Toutes les fractions du Reichstag s’étaient cependant trouvées réunies au début contre la loi proposée : à droite, les agrariens blâmaient précisément cette réduction du service, dont ils jugeaient la durée nouvelle insuffisante pour l’éducation du fantassin ; à gauche, on refusait le surcroît de charges militaires qui, au dire de M. Richter, le chef des progressistes, devait se résoudre au budget prussien par une augmentation de 60 pour 100 de l’impôt sur le revenu. Lorsque la chambre partit en vacances, au moment de Pâques, les transactions successivement proposées par M. Lieber, au nom du centre, par M. de Bennigsen au nom des nationaux-libéraux, avaient toutes été repoussées. Les partisans de la loi n’avaient cependant pas perdu courage, les négociations continuaient avec le centre ; on, prétendait même, malgré les démentis officiels, que l’empereur aurait profité de son entretien avec le pape pour leur donner plus de consistance. Quoiqu’il en fût, Guillaume II, après avoir traversé la Suisse, au retourne son voyage en Italie, se hâtait dans les premiers jours de mai de rentrer à Berlin, pour y appuyer M. de Caprivi de sa présence et montrer combien le vote lui tenait à cœur.

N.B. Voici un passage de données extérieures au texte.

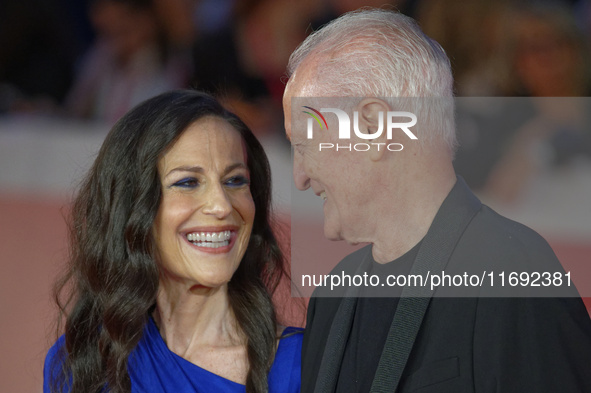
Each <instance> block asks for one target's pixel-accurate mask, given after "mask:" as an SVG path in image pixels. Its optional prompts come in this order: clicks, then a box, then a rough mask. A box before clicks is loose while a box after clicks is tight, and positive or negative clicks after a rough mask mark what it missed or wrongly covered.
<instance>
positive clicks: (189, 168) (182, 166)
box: [165, 162, 248, 177]
mask: <svg viewBox="0 0 591 393" xmlns="http://www.w3.org/2000/svg"><path fill="white" fill-rule="evenodd" d="M237 168H244V169H246V170H248V167H247V166H246V164H245V163H243V162H236V163H234V164H231V165H228V166H227V167H226V168H225V169H224V172H223V174H224V175H225V174H227V173H230V172H232V171H233V170H234V169H237ZM176 172H193V173H205V169H203V168H202V167H200V166H185V165H183V166H179V167H176V168H174V169H172V170H170V171H169V172H168V173H167V174H166V176H165V177H169V176H170V175H172V174H173V173H176Z"/></svg>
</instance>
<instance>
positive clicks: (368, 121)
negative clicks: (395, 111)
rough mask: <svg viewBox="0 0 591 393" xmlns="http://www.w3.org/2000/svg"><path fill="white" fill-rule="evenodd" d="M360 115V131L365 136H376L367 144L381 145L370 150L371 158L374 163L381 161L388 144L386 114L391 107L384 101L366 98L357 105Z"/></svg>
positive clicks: (359, 128)
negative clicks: (379, 144) (379, 143)
mask: <svg viewBox="0 0 591 393" xmlns="http://www.w3.org/2000/svg"><path fill="white" fill-rule="evenodd" d="M356 110H357V112H358V113H359V123H358V124H359V131H360V132H361V133H363V134H368V135H371V134H375V136H374V137H372V138H371V139H367V143H380V144H381V145H373V146H372V147H371V149H369V158H370V159H371V160H372V161H378V160H380V159H381V158H382V157H383V155H384V152H385V150H386V145H387V144H388V140H387V137H386V135H387V133H386V114H387V113H388V111H389V110H390V106H389V105H388V103H386V102H385V101H384V100H380V99H378V98H365V99H363V100H361V102H359V104H357V109H356Z"/></svg>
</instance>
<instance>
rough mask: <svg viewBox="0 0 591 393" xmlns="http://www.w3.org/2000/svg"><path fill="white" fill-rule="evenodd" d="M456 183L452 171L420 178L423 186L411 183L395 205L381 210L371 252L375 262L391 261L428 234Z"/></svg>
mask: <svg viewBox="0 0 591 393" xmlns="http://www.w3.org/2000/svg"><path fill="white" fill-rule="evenodd" d="M455 182H456V177H455V174H453V171H452V172H451V173H448V174H447V175H445V176H441V177H438V178H435V179H433V181H431V182H426V181H423V180H421V185H423V186H422V187H420V188H419V187H418V186H415V187H413V186H412V185H410V186H409V191H408V192H406V193H404V194H403V195H404V197H403V200H402V201H396V202H397V203H396V206H397V207H398V208H394V209H389V210H386V211H385V212H382V214H381V218H380V220H379V223H378V225H377V226H376V236H375V241H373V242H372V243H373V248H372V254H373V258H374V260H375V261H376V262H378V263H388V262H390V261H393V260H395V259H397V258H399V257H401V256H402V255H404V254H405V253H407V252H408V251H409V250H410V249H412V248H413V247H414V246H415V245H417V243H419V242H420V241H421V240H422V239H423V238H424V237H425V235H426V234H427V231H428V230H429V227H430V226H431V223H432V222H433V220H434V219H435V215H436V214H437V212H438V211H439V208H440V207H441V204H442V203H443V201H444V200H445V198H446V197H447V195H448V194H449V192H450V191H451V189H452V188H453V186H454V184H455Z"/></svg>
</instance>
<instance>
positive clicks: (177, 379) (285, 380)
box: [43, 318, 303, 393]
mask: <svg viewBox="0 0 591 393" xmlns="http://www.w3.org/2000/svg"><path fill="white" fill-rule="evenodd" d="M293 332H295V334H293V335H291V336H289V337H286V338H283V339H281V340H279V347H278V348H277V353H276V354H275V360H274V362H273V365H272V367H271V371H270V372H269V376H268V382H269V393H299V391H300V382H301V374H300V371H301V368H300V364H301V348H302V338H303V334H302V329H299V328H293V327H288V328H286V329H285V331H284V333H283V334H284V335H286V334H289V333H293ZM64 342H65V340H64V336H61V337H60V338H59V339H58V341H57V342H56V343H55V344H54V345H53V347H51V349H50V350H49V353H48V354H47V357H46V359H45V368H44V378H43V392H44V393H49V392H50V390H49V386H48V381H49V372H50V367H49V365H50V364H51V361H52V359H53V358H54V357H55V356H56V353H57V351H58V349H59V348H60V347H61V346H63V345H64ZM128 370H129V375H130V378H131V391H132V392H133V393H151V392H154V393H156V392H158V393H162V392H164V393H209V392H211V393H213V392H221V393H244V392H245V391H246V388H245V387H244V385H241V384H239V383H236V382H233V381H230V380H227V379H225V378H222V377H220V376H219V375H216V374H214V373H212V372H209V371H207V370H204V369H202V368H201V367H199V366H197V365H195V364H193V363H191V362H189V361H188V360H185V359H183V358H182V357H180V356H178V355H177V354H175V353H174V352H172V351H171V350H170V349H168V347H167V346H166V343H165V342H164V340H163V339H162V337H161V336H160V332H159V331H158V328H157V327H156V324H155V323H154V321H153V320H152V319H151V318H150V320H149V322H148V323H147V324H146V328H145V330H144V335H143V337H142V339H141V340H140V342H139V344H138V346H137V348H136V349H135V350H134V351H133V352H132V353H131V355H130V357H129V360H128Z"/></svg>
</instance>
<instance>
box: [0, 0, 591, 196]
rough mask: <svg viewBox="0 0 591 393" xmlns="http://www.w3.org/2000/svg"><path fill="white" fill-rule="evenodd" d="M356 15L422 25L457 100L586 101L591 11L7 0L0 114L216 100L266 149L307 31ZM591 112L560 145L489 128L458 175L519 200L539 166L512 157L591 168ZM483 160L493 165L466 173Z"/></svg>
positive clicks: (4, 25) (501, 130) (311, 5)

Bien que le chancelier eût longtemps déclaré qu’il voulait « tout ou rien, » il avait fini par se rallier à l’amendement déposé par un membre du centre, le baron de Huene, qui impliquait une économie de 11 millions de francs, et une diminution de 27,000 hommes sur le projet du gouvernement. Par cet amendement, l’armée allemande eût été portée de 445,000 hommes à environ 500,000 hommes (officiers compris). La droite et les nationaux-libéraux acceptaient le compromis de Huene ; les progressistes, après en avoir délibéré, émus par les dangers que de nouvelles élections pourraient faire courir au libéralisme, s’étaient scindés en deux fractions ; une vingtaine d’entre eux étaient allés grossir le parti ministériel. En revanche, on annonçait l’arrivée d’une quinzaine de débutés protestataires d’Alsace-Lorraine, qui s’abstiennent en général de paraître au Reichstag, et que leurs voisins les Badois avaient décidés, disait-on, à y venir pour la circonstance. De fait, huit d’entre eux seulement ont voté contre le projet impérial, c’est là un point à retenir.